Políticas de expansão do crédito e acesso aos bens para os mais pobres contribuiu para reduzir a desigualdade desde os anos 2000

O Brasil apresenta uma concentração de renda alta. O país tinha, segundo dados calculados pelo Banco Mundial, um índice de Gini de 52,9% em 2013. O índice mede o nível de desigualdade variando de 0 a 100%. O zero implica concentração total da renda, e 100% implica igualdade completa. Como exemplos ilustrativos temos a Finlândia com Gini de 27,1% em 2012, os Estados Unidos com 41,1% em 2013, França com 33,1% em 2012, a Argentina com 42,3% em 2012 e o Chile, 50,3% em 2013.

O economista Thomas Piketty ganhou notoriedade por chamar a atenção para o fato de que existe uma tendência de concentração de renda em andamento nos países desenvolvidos nas últimas décadas. As causas que vão desde fatores demográficos à dinâmica do mercado de trabalho. No caso norte-americano o retorno da educação vem subindo nas últimas décadas explicando boa parte do aumento da desigualdade.

O Brasil chama atenção pela razão oposta. A desigualdade vem caindo ao longo das últimas décadas por conta de demografia favorável, melhora na educação associada à queda no retorno da educação, políticas redistributivas e estabilidade macroeconômica.

Em um estudo que realizamos em conjunto com Marcelo Caparoz, utilizando a base de dados da Pesquisa Nacional por amostra de Domicílio realizada pelo IBGE desde 1977 até 2013 obtivemos a evolução temporal das parcelas apropriadas pelos 1% mais ricos, 10% mais ricos, 10% mais pobres e 50% mais pobres no Brasil. Os gráficos abaixo ilustram a evolução na participação na renda dos 10% mais ricos e dos 10% mais pobres.

Há claramente uma melhora (piora) para a ponta direita (esquerda) da distribuição, ou seja, os 10% mais pobres (ricos) tiveram sua parcela de renda diminuída (aumentada). Essa análise pode ser corroborada por estratégia econométrica mais robusta. A grande novidade na distribuição de renda ocorreu nos estratos mais baixos. Os 10% mais ricos perderam participação em favor dos 10% mais pobres.

O ponto de mudança ocorreu no começo do século XXI e o novo regime que vigora nos anos 2000 em diante é o melhor observado em todos anos da amostra. O padrão observado nacionalmente se repete em linhas gerais em todas as regiões. O que varia é a data do início do novo regime de distribuição mais benigna de renda. A grande exceção são os muitos pobres do Nordeste para os quais não houve melhoria significativa.
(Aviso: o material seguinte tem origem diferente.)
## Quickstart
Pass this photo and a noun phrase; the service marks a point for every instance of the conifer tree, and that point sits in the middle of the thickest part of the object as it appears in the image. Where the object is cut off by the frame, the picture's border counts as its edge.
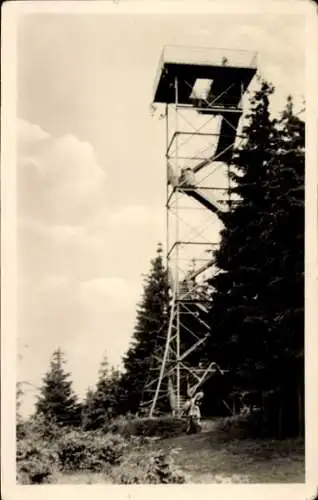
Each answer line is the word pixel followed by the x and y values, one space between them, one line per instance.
pixel 100 405
pixel 142 360
pixel 57 401
pixel 257 313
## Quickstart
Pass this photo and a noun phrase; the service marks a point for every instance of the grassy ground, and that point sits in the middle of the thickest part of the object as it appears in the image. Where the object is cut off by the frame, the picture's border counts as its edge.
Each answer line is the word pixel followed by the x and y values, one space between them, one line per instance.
pixel 206 458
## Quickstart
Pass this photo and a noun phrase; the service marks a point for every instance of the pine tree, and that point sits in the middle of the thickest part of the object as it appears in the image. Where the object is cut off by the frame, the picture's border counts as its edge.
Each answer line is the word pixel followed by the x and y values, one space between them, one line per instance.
pixel 100 405
pixel 143 357
pixel 236 318
pixel 257 313
pixel 57 401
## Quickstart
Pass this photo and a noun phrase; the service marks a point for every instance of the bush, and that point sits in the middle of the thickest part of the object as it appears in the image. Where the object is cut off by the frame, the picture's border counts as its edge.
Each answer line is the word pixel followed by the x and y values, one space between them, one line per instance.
pixel 162 427
pixel 90 450
pixel 240 426
pixel 37 461
pixel 39 428
pixel 147 467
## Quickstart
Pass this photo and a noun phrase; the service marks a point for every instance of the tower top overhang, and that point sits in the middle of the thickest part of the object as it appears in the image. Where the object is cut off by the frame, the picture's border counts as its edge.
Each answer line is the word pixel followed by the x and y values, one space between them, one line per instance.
pixel 226 69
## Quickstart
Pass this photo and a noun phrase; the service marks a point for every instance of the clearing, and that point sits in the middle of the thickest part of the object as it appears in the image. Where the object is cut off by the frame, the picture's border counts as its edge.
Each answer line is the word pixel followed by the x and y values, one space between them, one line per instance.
pixel 207 458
É possível identificar um regime de distribuição de renda concentrada nos anos oitenta e boa parte dos noventa quando prevaleceu o descontrole macroeconômico e inflação. A partir de 2003 em diante, com a economia estável e possivelmente com efeitos de políticas sociais é que observamos um aumento da participação dos mais pobres e concomitante redução dos mais ricos.

A inflação atingiu níveis de 80% ao mês ao final do governo Sarney. A instabilidade macroeconômica gerou uma redistribuição de renda dos mais pobres para os mais ricos. O governo coletava o imposto inflacionário via emissão de moeda para financiar gastos excessivos. O efeito é significativo para todas as regiões do Brasil.

A instabilidade onerou fortemente os pobres por um longo período. Com a redução da inflação e aumento das políticas sociais, ocorreu um aumento da participação dos 10% mais pobres na renda do país. Isso pode ser observado usando o comportamento do salário mínimo real.

Há ainda um concomitante aumento no acesso ao ensino superior altamente correlacionado com o porcentual de renda dos 50% mais pobres o que pode ter ajudado esta redução de concentração de renda.

O regime de alta concentração de renda prevaleceu durante os anos de instabilidade inflacionária na maior parte das análises enquanto que o regime de baixa prevaleceu nos anos setenta e nos anos 2000 em diante, sugerindo uma volta à normalidade dos anos setenta. A anomalia parece ter sido os efeitos da inflação. Mas não podemos descartar as políticas de expansão de crédito e acesso aos bens para os mais pobres desde 2000.